„So was von überflüssig“

Gericht Berleburg

- Hier gab es keine zwei Meinungen: Dieses Verfahren hätte sich der 30-jährige Bad Berleburger definitiv sparen können – und damit auch die 5000-Euro-Geldstrafe, die am Ende einer 45-minütigen Hauptverhandlung stand. Wegen Widerstandes gegen Vollstreckungsbeamte wurde der Arbeiter am Dienstag vom Amtsgericht Bad Berleburg zu einer Strafe von 100 Tagessätzen à 50 Euro verurteilt. „Für eine Sache, die so was von überflüssig war“, wie es Richter Torsten Hoffmann in seiner Urteilsbegründung formulierte.
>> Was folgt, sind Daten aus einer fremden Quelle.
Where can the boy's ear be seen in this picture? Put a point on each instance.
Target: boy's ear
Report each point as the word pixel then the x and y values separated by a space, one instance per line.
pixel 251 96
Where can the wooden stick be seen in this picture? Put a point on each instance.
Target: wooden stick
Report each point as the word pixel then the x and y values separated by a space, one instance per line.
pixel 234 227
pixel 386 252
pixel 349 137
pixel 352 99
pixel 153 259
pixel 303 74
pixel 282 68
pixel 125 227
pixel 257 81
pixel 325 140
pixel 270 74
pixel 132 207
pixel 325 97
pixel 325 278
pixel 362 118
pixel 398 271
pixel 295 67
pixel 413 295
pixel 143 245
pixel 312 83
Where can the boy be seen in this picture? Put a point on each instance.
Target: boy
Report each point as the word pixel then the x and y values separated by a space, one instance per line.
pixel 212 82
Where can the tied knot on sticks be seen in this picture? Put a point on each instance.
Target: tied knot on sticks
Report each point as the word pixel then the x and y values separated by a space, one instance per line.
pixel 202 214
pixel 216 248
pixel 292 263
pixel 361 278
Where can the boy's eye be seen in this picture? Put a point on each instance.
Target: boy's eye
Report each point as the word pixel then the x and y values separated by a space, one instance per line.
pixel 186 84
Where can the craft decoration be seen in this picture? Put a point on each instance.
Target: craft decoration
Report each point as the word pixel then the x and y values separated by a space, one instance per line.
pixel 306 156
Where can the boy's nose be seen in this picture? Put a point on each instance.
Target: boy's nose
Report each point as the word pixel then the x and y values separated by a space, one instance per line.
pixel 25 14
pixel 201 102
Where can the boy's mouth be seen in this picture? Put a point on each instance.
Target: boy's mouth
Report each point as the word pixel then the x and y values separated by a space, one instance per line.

Die Staatsanwaltschaft warf dem verheirateten Vater eines Kindes vor, Ende August 2018 zwei Polizeibeamten Widerstand geleistet zu haben. Die beiden Polizisten hatten den 30-Jährigen und seinen 25-jährigen Begleiter im Bereich der Emil-Wolff-Straße verdächtigt, gelbe Säcke – die zur Abholung am Straßenrand bereitgelegt worden waren – aufgerissen und teilweise auf die Straße geworfen zu haben. Bei der Überprüfung der Personalien zeigte der 25-Jährige seinen Ausweis vor – der 30-Jährige weigerte sich indes, seine Identität preiszugeben.

Es folgte die – mehrfach angekündigte – zwangsweise Feststellung der Personalien. Der Angeklagte soll den Arm eines Polizeibeamten weggeschlagen und sich aus der Fixierung auf der Motorhaube des Polizeifahrzeuges befreit haben. Gestern vor Gericht erläuterte der 30-Jährige seine Verweigerungshaltung: „Die Säcke waren schon kaputt, als wir dort vorbeigelaufen sind.“ Keine Frage – sein Begleiter und er seien etwas angeheitert gewesen: „Aber ich lasse mich nicht für etwas beschuldigen, was ich nicht gemacht habe.“ Er sei lauter geworden, aber nicht beleidigend. Der Familienvater räumte ein, dass er durch das laufende Strafverfahren „Riesenprobleme an der Arbeit“ bekommen habe, er könne momentan nicht für alle Montage-Aufträge eingeteilt werden. Überdies habe die Stadt Bad Berleburg – wegen des vermeintlichen Aufreißens der gelben Säcke – einen Bußgeldbescheid über 100 Euro verschickt.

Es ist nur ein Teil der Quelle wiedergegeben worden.